Sofía

Sofiiiiaaaaaa…. Franco abre y cierra sus dedos como un niño y la persigue por la pequeña habitación. Sofiiiiaaaaaa, insiste y ese nombre le sabe a todo. No tiene la menor idea que a Rafael ese nombre, le sabía también a guerra.

Sofía, capital de Bulgaria, le atrajo desde la primera vez que la olió, como le pasó a Franco con esta Sofía. Don Giuseppe le había advertido de estos incordios de la vida.  A él le había sucedido, pero no fue capaz de prevenir al nieto de los avatares de un corazón insuflado de amor. De ese que duele si no lo tienes, de ese que lastima, que no olvida, que se pega a tu piel y tus recuerdos. Que se enrosca entre tus carnes y es parte de ti.

Sofiiiiaaaaaa. Ella ríe con esa sonrisa arrebatadora y suave. Con aquellos ojitos tímidos, pero fieros. Y lame la mano. Pasa su lengua pegajosa por la mano de Franco. Los avatares del destino, pregonaba don Giuseppe. Seguro no tenía idea de estos avatares. El LCD  disfrazado en el póster de la película se cortaba en pedacitos iguales y cada uno es una dosis. Somos- la-voz-de -Dios, vociferaba Franco por el parlante del viejo gramófono, antigüedad atesorada por su abuelo, entre muchas otras cosas valiosas. Porque si algo había en la vida de Franco era dinero. Dinero y nada más.

Los cuidados de la Rosa no fueron suficientes para quitarle el frío del corazón y la porfía del carácter. Los correazos de don Giuseppe tampoco fueron suficientes. Esa pena de mierda. Esa lástima maldita. Los padres muertos, el niño abandonado. El cliché tan típico. Tan repetido. Luego de la zurras… los perdones. Luego de las cagadas, los abrazos. Don Giuseppe estaba viejo, cansado, perdido, agotado, podrido.  Entre sus penas de hombre viejo, de viudo amargado y de viajero empedernido se hacía un tiempo en la precariedad de su corazón para darle cabida a este chico.  Pero el chiquillo era demasiado, aunque parte de su propio corazón. ¡Su familia! Pregonaba. Lo más importante… Pero no le alcanzaba el carácter para enrielarlo. Hasta que un buen día se dió por vencido y lo dejó al descampado de la vida, sin más ayuda que los ceros a la derecha de su abultada billetera.

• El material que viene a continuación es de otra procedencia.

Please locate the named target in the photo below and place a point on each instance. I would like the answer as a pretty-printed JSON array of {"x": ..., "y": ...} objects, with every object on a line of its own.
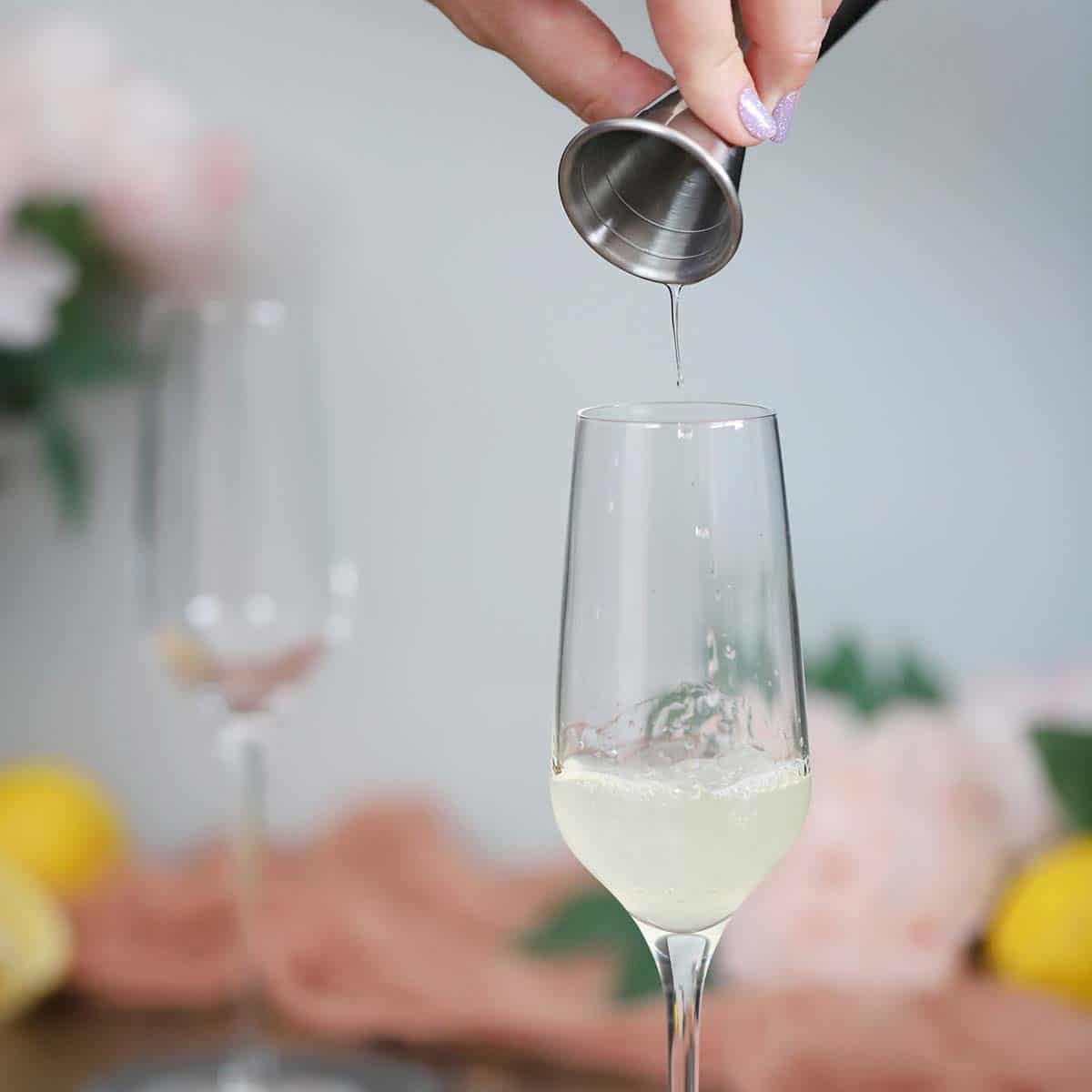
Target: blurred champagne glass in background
[{"x": 239, "y": 592}]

Cuando Franco llegó a la edad de beber solo, lo hizo y en grandes cantidades.  El líder. El que mueve las masas. El héroe. El más bello. El más galante. El más loco.  Con su banda de hip hop recorriendo la ciudad. En especial los barrios bajos. Lo más abyecto, lo más vil. El barro. Los campamentos. Los hacinados. La violencia. Las drogas duras. Las peleas. Los desfigurados. Los sin esperanza. El dolor.

Sofiiiiaaaaaa. No le costó nada conquistarla, pero fue un dolor enamorarse de sus ojos cargados de Kohl y pasar por alto sus desaires. Y el padre. El padre.  Rafael era un buen hijo de puta. Había visto la expresión de su rostro muchas veces. Era un mal parido. Un engendro vestido de caballero con la entrañas al rojo vivo. Amaba la violencia más que a nada en el mundo y pregonaba de moral y buenas costumbres, con el sexo al aire. Un incordio, hubiera dicho su abuelo. O tal vez no hubiera dicho nada, porque don Giuseppe llevaba el mismo diablo entre el pecho y la espalda. Como él. También.

Sofia. La niña de mis ojos. Mi único corazón. Eso gritaba ronco en sus canciones que le sabían a gloria. Llevaban tres semanas en el departamento y era el tiempo más maravilloso que hubiera podido recordar. Cuando empezaron las llamadas de su familia, Franco le preguntó qué quería. Y se le heló la sangre cuando ella dijo: «Sólo tú». Era lo que esperaba, pero no sabía lo que significaba. Y se sorprendió de lo que encontró. Ahora no podía separarse de ella.  De esta Sofía contestataria, alucinante, alucinada. Bella, frágil. Sólo su voz le alimentaba. Y sus excesos. Cómo le gustaban sus excesos. Don Giuseppe le dijo que basta, pero estaba tan lejos y eran tan poco importantes sus palabras. Hasta que el viejo lo despertó una mañana en sueños y le dijo claramente, ahora hijo mío, vas a ver lo que yo he sufrido.

Fue entonces cuando Sofía empezó a vomitar por las mañanas. En su desespero, alguien les dijo que buscaran a Sandra.